Hypothermic Oxygenated liver machine PErfusion (HOPE) – Better organ quality saves lifes
In an attempt to improve preservation of liver grafts, the concept of endischemic hypothermic oxygenated machine liver perfusion presents a simple, efficient and practical strategy to be used exclusively after organ transport at the site of organ transplantation.
Following standard back table preparation the provided disposable connects the liver with the perfusion machine (LiverAssist®, VitaSmart®), which is a simple approach, since perfusion, done while recipient hepatectomy, proceeds exclusively over the portal vein. Importantly, during 1 to 2 hours of perfusion portal pressure needs to be constantly monitored, aiming for values below 3 mmHg. Furthermore, the perfusate recquires full saturation with oxygen, while perfusate and liver temperature is maintained between 4 and 10 ° C. After hepatectomy of the recipient the perfused graft is disconnected and transplanted.
The mechanisms of protection by hypothermic machine perfusion appear to be twofold.
First, oxygenation under hypothermic conditions protects from mitochondrial and nuclear injury by down regulation of mitochondrial activity before reperfusion. After one hour of perfusion, mitochondrial respiration appears significantly reduced in the presence of an oxygenated perfusate, suggesting that more than one h of HOPE treatment may not become necessary.

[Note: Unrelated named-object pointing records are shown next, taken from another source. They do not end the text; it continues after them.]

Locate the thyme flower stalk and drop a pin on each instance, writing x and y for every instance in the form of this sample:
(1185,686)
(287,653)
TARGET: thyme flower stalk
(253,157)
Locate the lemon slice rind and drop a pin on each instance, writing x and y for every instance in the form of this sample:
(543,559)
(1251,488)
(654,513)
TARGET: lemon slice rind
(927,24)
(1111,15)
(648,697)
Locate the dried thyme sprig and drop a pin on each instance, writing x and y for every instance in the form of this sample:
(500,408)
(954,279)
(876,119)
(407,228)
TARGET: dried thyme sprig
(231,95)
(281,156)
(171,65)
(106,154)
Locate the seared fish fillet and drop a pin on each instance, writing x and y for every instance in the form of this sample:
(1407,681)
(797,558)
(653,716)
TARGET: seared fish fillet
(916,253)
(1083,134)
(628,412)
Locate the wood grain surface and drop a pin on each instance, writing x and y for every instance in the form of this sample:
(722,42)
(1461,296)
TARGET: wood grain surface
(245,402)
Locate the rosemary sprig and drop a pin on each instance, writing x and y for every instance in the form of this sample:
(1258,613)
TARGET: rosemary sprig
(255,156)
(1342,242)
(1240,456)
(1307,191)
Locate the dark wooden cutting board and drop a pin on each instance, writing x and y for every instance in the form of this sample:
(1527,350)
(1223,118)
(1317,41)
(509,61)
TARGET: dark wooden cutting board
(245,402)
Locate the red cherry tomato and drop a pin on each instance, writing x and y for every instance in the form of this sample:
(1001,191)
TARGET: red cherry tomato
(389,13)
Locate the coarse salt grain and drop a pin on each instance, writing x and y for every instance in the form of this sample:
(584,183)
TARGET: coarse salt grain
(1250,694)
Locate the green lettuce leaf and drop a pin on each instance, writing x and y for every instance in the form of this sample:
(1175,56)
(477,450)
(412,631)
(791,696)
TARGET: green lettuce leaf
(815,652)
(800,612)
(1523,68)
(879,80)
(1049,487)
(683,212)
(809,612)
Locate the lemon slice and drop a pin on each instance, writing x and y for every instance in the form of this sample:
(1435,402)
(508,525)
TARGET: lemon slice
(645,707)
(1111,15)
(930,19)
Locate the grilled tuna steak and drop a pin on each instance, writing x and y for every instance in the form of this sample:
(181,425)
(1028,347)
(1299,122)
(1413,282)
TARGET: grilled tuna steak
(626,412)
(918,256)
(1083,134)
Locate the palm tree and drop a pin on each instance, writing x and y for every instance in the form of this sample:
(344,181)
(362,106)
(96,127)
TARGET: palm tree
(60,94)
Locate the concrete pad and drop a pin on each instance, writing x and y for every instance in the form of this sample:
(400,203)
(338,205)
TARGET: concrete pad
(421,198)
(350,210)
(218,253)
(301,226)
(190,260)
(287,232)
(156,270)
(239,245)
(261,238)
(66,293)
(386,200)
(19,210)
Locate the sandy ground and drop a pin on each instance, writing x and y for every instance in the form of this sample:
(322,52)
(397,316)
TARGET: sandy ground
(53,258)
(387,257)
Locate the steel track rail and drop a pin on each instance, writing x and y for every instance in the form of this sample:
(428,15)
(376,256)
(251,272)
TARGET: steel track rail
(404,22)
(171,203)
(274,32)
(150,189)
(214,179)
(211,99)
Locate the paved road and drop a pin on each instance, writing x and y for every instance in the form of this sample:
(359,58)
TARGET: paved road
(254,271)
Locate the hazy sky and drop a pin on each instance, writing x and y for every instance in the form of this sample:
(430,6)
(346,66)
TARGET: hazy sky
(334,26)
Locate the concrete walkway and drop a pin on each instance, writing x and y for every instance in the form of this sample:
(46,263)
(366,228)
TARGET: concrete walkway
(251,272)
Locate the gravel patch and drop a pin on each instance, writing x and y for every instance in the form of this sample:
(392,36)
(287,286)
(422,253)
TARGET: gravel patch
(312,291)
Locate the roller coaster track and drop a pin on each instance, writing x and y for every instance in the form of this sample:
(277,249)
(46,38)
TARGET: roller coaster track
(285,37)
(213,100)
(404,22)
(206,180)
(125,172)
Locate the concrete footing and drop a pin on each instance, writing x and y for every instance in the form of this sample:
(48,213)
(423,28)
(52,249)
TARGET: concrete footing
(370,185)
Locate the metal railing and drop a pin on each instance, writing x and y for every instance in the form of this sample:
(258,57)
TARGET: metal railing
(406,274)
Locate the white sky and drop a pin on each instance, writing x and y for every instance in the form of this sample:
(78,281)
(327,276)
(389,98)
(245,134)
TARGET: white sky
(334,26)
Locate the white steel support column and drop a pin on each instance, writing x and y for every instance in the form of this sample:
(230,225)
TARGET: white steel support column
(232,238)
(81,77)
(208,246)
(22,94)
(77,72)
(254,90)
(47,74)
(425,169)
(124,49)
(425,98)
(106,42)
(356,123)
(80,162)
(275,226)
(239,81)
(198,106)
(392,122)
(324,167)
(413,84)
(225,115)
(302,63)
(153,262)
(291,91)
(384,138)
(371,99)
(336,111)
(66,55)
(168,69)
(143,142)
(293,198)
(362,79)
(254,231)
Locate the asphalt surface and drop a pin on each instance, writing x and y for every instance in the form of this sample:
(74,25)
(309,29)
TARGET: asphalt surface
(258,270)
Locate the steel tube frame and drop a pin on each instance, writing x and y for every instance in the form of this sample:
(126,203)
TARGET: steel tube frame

Second, cold perfusion itself, under low pressure conditions (≤ 3mmHg), cleans glycocalix and endothel, while preventing endothelial damage. Therefore, one hour HOPE in the transplant center, during recipient hepatectomy is enough, indiciating a very good liver function after reperfusion.
To test machine liver perfusion against standard cold storage before liver transplantation.
The suggested study will demonstrate, for the first time, in a multicentric randomized trial the effect of a highly simplified endischemic perfusion technique in human donation after brain death (DBD) liver grafts in terms of post-transplant complications and costs. In case of convincing success in DBD livers, we postulate a high acceptance rate among transplant surgeons, since this approach can be easily applied in any center worldwide. The results are being expected by 2021.